Die Debatte über steigende Mieten und Wohnungsnot entwickelt sich in der Schweiz zu einem der dominierenden innenpolitischen Konfliktfelder. In der SRF-«Arena» unter dem Titel «Miet-Irrsinn» prallten Vertreterinnen und Vertreter von SP, SVP, Mitte und Grünen aufeinander – und stritten nicht nur über Zahlen und Instrumente, sondern auch über die grundsätzliche Frage, was den Druck auf dem Mietmarkt überhaupt treibt. Im Zentrum standen die Rolle der Zuwanderung, die Bautätigkeit, die Renditebegrenzung im Mietrecht sowie der Umgang mit mutmasslich überhöhten Mieten.

Die Ausgangslage ist angespannt. In der Schweiz wohnen rund 60 Prozent der Bevölkerung zur Miete. Gemäss einem Mietbarometer, das im Auftrag des Mieterinnen- und Mieterverbandes erstellt wurde, geben rund 40 Prozent der Haushalte mehr als ein Drittel ihres Einkommens für die Miete aus. Damit steigen die Wohnkosten schneller als die Reallöhne; ein immer grösserer Anteil des Budgets fliesst in die Miete. Gleichzeitig sinkt der Anteil leerstehender Wohnungen: Per 1. Juni 2025 waren landesweit weniger als 50'000 Wohnungen unvermietet – statistisch steht nur noch etwa eine von 100 Wohnungen leer. Fällt die Leerwohnungsziffer unter ein Prozent, gilt dies offiziell als Wohnungsnot; diese Schwelle ist derzeit bereits in zahlreichen Kantonen unterschritten.

SVP-Nationalrat Manfred Bühler führt den Engpass vor allem auf die Zuwanderung zurück. Die Migrationspolitik sei der «Haupttreiber für die Nachfrage», argumentierte er in der Sendung. Würde die Nettozuwanderung auf 20'000 Personen pro Jahr reduziert, liesse der Druck auf dem Mietmarkt rasch nach, so seine These. Mitte-Politikerin Tina Deplazes dagegen verweist auf ein ganzes Bündel struktureller Faktoren: Individualisierung, mehr Ein- und Zweipersonenhaushalte, ein generell gestiegener Wohnraumbedarf sowie die Alterung der Gesellschaft. Zuwanderung erhöhe zwar ebenfalls die Nachfrage und damit die Preise, es handle sich dabei aber um Personen, die auf dem Arbeitsmarkt benötigt würden.

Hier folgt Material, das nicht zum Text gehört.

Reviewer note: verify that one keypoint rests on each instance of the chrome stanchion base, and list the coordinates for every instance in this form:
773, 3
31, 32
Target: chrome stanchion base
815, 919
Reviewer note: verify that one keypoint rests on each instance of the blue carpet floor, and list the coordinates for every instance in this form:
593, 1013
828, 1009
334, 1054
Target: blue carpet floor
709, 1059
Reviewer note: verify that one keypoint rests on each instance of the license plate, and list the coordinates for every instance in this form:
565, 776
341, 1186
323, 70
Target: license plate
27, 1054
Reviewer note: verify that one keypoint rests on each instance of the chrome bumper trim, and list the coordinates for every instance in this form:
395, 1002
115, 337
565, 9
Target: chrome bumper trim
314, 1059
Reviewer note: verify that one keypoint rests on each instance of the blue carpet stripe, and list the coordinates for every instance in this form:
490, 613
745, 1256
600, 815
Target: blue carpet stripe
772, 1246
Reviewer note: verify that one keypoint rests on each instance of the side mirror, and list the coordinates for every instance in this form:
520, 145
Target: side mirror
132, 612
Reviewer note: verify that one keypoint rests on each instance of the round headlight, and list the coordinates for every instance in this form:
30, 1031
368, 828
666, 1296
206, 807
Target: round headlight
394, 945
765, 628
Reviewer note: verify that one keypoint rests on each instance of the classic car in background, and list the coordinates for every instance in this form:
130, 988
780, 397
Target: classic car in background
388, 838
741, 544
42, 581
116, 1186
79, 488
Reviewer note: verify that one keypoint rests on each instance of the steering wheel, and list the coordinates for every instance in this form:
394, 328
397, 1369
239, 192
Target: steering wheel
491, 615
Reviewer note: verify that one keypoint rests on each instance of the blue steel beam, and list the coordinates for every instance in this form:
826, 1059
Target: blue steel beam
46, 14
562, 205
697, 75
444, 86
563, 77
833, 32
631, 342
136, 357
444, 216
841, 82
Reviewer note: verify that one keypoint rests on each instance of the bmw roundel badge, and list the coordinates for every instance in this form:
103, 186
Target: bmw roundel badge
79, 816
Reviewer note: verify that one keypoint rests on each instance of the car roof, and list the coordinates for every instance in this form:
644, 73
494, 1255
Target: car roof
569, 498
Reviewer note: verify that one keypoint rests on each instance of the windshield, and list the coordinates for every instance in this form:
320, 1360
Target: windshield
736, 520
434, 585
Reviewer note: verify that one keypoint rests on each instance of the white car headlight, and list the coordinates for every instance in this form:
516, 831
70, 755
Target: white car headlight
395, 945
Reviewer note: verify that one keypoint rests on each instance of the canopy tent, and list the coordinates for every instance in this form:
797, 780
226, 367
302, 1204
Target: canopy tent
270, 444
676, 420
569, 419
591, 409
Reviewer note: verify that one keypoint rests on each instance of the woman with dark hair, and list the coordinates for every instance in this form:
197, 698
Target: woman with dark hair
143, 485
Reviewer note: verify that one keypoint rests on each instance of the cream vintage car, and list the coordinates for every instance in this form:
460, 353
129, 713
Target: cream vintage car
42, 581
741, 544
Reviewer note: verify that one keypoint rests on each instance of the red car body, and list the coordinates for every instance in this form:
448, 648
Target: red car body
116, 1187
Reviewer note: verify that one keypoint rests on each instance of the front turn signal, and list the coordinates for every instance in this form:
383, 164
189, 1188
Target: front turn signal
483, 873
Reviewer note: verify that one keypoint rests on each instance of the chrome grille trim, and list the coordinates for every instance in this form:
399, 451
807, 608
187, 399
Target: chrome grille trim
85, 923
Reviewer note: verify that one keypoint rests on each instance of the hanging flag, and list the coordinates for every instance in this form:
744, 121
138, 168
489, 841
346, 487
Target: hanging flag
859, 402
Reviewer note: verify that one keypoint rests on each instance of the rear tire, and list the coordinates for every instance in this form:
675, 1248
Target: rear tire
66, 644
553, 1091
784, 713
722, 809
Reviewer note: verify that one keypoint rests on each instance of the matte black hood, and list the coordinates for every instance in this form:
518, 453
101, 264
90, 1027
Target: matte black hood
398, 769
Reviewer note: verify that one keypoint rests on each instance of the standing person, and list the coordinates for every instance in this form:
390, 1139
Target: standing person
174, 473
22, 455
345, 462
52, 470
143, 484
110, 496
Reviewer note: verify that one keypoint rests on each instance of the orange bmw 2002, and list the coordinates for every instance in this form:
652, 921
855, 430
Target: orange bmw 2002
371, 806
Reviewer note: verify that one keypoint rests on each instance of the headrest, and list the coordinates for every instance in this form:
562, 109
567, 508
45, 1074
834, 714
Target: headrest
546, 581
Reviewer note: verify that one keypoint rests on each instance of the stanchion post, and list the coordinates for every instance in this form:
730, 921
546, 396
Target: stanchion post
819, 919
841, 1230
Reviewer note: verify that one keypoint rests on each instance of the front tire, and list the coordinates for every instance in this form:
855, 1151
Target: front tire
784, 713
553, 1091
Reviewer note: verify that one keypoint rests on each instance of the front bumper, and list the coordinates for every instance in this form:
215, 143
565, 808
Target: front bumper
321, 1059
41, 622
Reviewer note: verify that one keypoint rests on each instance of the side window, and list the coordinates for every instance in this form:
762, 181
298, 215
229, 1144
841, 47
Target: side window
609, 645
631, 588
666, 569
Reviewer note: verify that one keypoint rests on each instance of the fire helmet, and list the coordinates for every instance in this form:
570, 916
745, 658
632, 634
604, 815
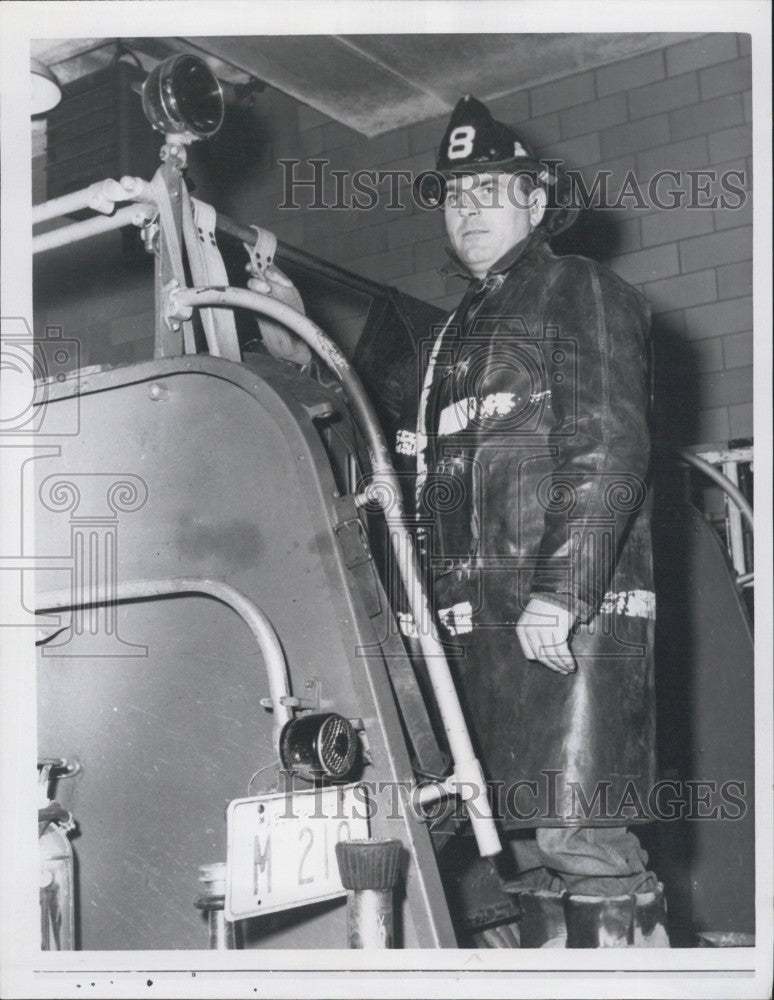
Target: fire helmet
475, 143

SP-Nationalrätin Jacqueline Badran und Grünen-Nationalrat Michael Töngi legten den Fokus stärker auf die Angebots- und Regulierungsseite. Deplazes macht ein zu tiefes Bautempo für die Knappheit verantwortlich, während Töngi die mangelnde Durchsetzung des Mietrechts kritisiert und eine periodische Überprüfung der Einhaltung der gesetzlichen Vorgaben fordert. Badran wiederum sieht «illegale» Mietüberhöhungen als zentrales Problem und verweist auf den im Schweizer Mietrecht verankerten Rendite-Deckel. Nur in einer «unkontrollierten Immobilienwirtschaft» könnten Vermieter Preise nach oben durchsetzen, etwa wenn Gutverdienende aus dem Ausland ohne Weiteres 7'000 Franken für eine Vierzimmerwohnung bezahlten. Würden die Renditebegrenzungen konsequent durchgesetzt, hätte die Zuwanderung auf die Miethöhen keinen Effekt, hält sie dagegen. Die konträren Lesarten – Nachfragebremsen durch Migrationspolitik auf der einen, striktere Regulierung und mehr Bauaktivität auf der anderen Seite – zeigen, wie weit der politische Konsens bei der Suche nach Antworten auf den «Miet-Irrsinn» derzeit entfernt ist.